Estamos sempre revoltos em desejos, e soltos nos nossos “eu te amo”, fazendo com que os nossos corpos segurem as delícias dos instantes, sem desconfiar dos detalhes entre a euforia do agora, e a mansidão de um depois, carregando consigo uma ousada nudez diante do espelho.
Somos livres nas nossas inteirezas, com gozos explícitos divagando na alma, e as nossas risadas se espreguiçam como se fossem florir ao entardecer, fazendo com que o prazer proponha pequenas cortesias à nossa pele.
Temos um ir e vir dentro dos nossos sentidos, tornando o nosso olhar enigmático, e um arrepio que se escuta de longe, fazendo de cada encontro um raiar de primeiro dia.
As nossas mãos viajam em sutis movimentos, como se fossem mantras.
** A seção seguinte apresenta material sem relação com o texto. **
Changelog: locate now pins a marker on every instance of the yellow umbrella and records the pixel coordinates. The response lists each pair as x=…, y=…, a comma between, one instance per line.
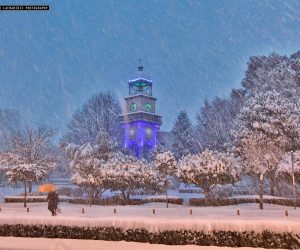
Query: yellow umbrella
x=45, y=188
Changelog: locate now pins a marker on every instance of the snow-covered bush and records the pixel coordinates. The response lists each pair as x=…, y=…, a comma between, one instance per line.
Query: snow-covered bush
x=207, y=169
x=165, y=164
x=266, y=127
x=88, y=169
x=30, y=158
x=126, y=174
x=221, y=191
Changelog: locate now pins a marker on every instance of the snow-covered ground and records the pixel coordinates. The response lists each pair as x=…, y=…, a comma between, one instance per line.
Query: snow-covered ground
x=13, y=243
x=175, y=217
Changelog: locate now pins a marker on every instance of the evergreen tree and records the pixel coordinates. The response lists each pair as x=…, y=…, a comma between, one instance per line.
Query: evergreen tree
x=183, y=132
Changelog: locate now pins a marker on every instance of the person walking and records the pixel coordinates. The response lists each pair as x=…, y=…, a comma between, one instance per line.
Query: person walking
x=53, y=201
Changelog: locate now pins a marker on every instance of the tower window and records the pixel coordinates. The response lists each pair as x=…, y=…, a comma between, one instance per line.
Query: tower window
x=132, y=133
x=148, y=133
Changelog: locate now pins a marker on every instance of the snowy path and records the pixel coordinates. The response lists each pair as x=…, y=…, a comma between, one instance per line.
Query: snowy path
x=12, y=243
x=176, y=217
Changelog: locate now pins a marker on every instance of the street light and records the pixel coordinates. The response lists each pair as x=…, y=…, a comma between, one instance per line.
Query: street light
x=293, y=178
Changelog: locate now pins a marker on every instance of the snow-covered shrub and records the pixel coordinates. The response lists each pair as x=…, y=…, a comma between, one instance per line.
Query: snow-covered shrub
x=221, y=191
x=126, y=174
x=267, y=126
x=88, y=168
x=207, y=169
x=164, y=163
x=266, y=239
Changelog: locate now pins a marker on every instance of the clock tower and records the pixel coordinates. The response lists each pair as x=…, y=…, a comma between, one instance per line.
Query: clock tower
x=139, y=119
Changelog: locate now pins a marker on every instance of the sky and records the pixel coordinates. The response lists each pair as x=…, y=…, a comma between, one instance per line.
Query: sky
x=52, y=62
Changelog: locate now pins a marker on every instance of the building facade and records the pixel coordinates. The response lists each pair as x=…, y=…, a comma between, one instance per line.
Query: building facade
x=139, y=119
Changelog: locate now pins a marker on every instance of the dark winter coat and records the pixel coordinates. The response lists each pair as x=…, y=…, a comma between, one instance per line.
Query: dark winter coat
x=52, y=201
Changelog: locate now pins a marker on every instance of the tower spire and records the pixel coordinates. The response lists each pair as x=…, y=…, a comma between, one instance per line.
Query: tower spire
x=140, y=67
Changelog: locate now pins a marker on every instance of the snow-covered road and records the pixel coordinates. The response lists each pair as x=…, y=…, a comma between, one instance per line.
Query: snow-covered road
x=205, y=219
x=13, y=243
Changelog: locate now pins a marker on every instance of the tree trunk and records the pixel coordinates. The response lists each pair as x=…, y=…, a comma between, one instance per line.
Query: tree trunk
x=29, y=187
x=261, y=192
x=206, y=192
x=272, y=183
x=90, y=197
x=167, y=198
x=25, y=195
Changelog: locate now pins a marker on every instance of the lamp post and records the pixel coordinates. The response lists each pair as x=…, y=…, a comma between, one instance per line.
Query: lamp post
x=293, y=179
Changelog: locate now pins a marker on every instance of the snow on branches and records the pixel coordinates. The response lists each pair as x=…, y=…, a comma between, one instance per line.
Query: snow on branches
x=207, y=169
x=16, y=169
x=126, y=174
x=87, y=168
x=272, y=115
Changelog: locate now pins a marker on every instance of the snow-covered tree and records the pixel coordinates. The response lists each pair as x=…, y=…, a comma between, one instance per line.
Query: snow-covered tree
x=273, y=72
x=32, y=153
x=34, y=146
x=10, y=124
x=207, y=169
x=215, y=121
x=285, y=165
x=99, y=115
x=165, y=164
x=127, y=173
x=31, y=158
x=87, y=164
x=289, y=168
x=183, y=136
x=266, y=126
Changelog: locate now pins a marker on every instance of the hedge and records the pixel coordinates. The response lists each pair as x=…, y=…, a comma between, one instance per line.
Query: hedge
x=204, y=202
x=265, y=239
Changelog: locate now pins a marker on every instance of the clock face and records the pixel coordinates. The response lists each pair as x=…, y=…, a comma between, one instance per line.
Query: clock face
x=148, y=107
x=133, y=107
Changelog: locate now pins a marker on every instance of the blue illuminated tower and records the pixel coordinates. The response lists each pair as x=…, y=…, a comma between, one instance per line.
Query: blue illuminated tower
x=139, y=118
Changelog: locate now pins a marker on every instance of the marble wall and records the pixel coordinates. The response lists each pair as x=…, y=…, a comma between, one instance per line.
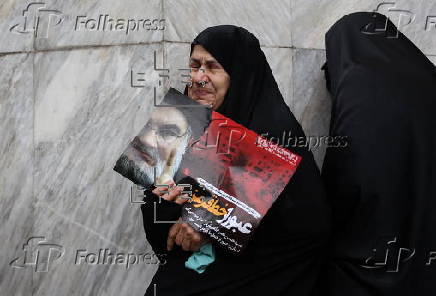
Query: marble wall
x=68, y=108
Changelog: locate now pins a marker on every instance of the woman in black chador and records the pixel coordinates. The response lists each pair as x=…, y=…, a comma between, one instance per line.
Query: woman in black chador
x=382, y=186
x=284, y=255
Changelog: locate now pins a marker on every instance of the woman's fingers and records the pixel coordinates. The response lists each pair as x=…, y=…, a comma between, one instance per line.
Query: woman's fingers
x=182, y=198
x=180, y=235
x=185, y=236
x=169, y=193
x=172, y=233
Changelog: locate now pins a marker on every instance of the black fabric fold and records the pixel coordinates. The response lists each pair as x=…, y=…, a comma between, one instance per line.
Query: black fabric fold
x=382, y=185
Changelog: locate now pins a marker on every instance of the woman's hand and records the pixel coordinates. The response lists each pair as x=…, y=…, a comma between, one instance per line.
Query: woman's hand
x=185, y=236
x=171, y=193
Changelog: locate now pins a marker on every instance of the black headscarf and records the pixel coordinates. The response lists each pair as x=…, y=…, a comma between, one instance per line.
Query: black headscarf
x=383, y=184
x=253, y=98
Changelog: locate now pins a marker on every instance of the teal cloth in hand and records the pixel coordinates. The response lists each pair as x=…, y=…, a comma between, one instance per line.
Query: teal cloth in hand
x=200, y=259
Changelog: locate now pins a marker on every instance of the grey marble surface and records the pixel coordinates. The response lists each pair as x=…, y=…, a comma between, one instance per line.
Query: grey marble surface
x=268, y=20
x=16, y=175
x=311, y=100
x=68, y=109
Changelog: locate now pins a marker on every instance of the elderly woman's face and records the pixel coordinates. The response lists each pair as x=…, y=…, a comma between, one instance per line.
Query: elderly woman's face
x=204, y=67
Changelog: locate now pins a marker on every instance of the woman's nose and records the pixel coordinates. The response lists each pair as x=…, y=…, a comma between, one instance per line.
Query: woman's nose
x=148, y=138
x=199, y=75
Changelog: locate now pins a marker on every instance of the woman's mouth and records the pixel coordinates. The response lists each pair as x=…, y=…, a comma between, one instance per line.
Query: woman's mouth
x=200, y=93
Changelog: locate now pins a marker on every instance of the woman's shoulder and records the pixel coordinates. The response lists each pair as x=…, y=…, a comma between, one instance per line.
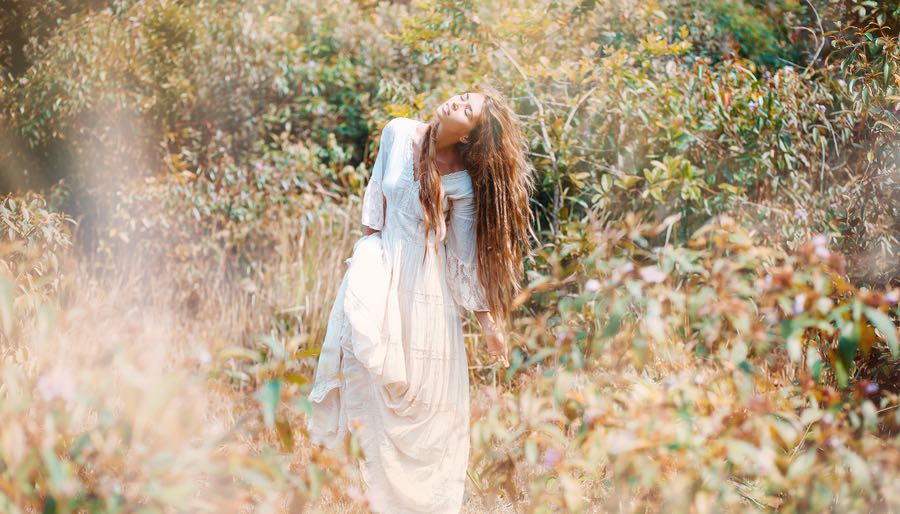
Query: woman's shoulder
x=458, y=185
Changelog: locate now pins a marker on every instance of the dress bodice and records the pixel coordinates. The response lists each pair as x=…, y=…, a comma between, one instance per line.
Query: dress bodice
x=391, y=204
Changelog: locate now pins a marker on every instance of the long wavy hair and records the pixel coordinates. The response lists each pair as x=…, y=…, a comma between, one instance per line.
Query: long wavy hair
x=503, y=179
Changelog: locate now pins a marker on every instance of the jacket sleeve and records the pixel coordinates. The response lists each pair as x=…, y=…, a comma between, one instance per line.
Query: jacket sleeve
x=462, y=276
x=373, y=199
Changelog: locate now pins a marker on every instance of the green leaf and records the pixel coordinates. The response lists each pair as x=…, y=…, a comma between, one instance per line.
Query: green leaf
x=268, y=396
x=848, y=344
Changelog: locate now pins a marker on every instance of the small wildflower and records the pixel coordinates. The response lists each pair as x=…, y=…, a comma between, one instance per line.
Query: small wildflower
x=799, y=303
x=203, y=357
x=669, y=382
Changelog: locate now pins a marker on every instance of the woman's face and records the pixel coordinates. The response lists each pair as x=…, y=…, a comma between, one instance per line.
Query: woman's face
x=460, y=113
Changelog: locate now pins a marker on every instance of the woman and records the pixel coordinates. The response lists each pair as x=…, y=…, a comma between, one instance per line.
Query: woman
x=445, y=214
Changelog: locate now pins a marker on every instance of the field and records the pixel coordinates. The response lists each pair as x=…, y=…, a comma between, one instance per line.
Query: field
x=708, y=320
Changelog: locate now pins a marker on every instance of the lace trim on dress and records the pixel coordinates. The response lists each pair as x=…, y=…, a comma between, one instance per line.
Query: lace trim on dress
x=464, y=284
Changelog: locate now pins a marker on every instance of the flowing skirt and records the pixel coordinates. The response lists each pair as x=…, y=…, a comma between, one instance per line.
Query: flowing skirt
x=393, y=372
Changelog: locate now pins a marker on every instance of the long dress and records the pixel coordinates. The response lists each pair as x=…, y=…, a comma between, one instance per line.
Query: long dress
x=393, y=368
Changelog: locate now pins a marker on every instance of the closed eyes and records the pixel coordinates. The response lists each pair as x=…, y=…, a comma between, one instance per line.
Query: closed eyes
x=465, y=97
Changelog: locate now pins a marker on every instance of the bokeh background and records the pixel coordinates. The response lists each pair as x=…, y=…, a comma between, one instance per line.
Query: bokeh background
x=708, y=322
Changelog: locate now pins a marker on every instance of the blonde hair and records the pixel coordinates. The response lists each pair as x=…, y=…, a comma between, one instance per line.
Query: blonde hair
x=503, y=179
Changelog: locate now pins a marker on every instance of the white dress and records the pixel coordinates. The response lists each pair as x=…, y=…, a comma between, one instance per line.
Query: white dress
x=393, y=368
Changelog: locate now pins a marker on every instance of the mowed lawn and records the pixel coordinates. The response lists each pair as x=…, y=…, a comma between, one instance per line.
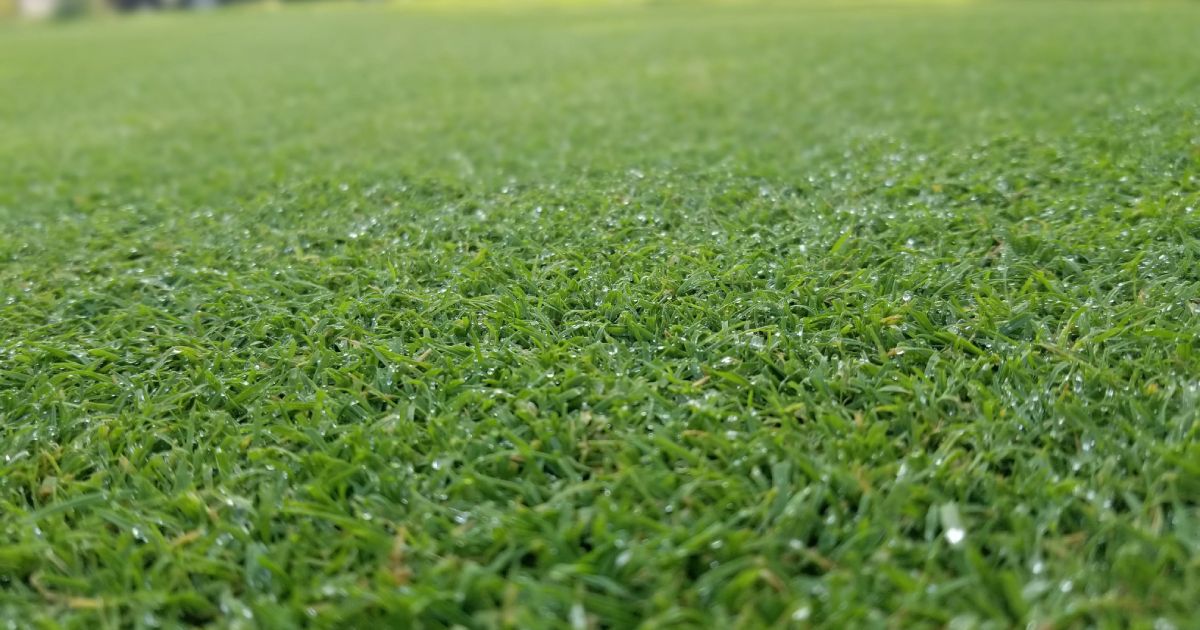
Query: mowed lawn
x=834, y=315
Elas trazem para o nosso sorriso um querer que tem memória com curvas preferidas, e a voz de uma chama que não se cala, arrancando de dentro do peito uma maneira gostosa de se entregar.
Os nossos abraços têm versos com intactas ilusões. Sentimos os gostos que não nos indagam, se expressando nas confidências que fazemos, e vivendo o amor sem eternidades.
Os sonhos são os nossos sagrados e os nossos pecados e, desde então, todas as palavras que brotam em nossas nucas são boas e nos transformam em apenas um ser que nasce entre lençóis, dentro do silêncio desses mundos que nos tiram a chance de nos calarmos.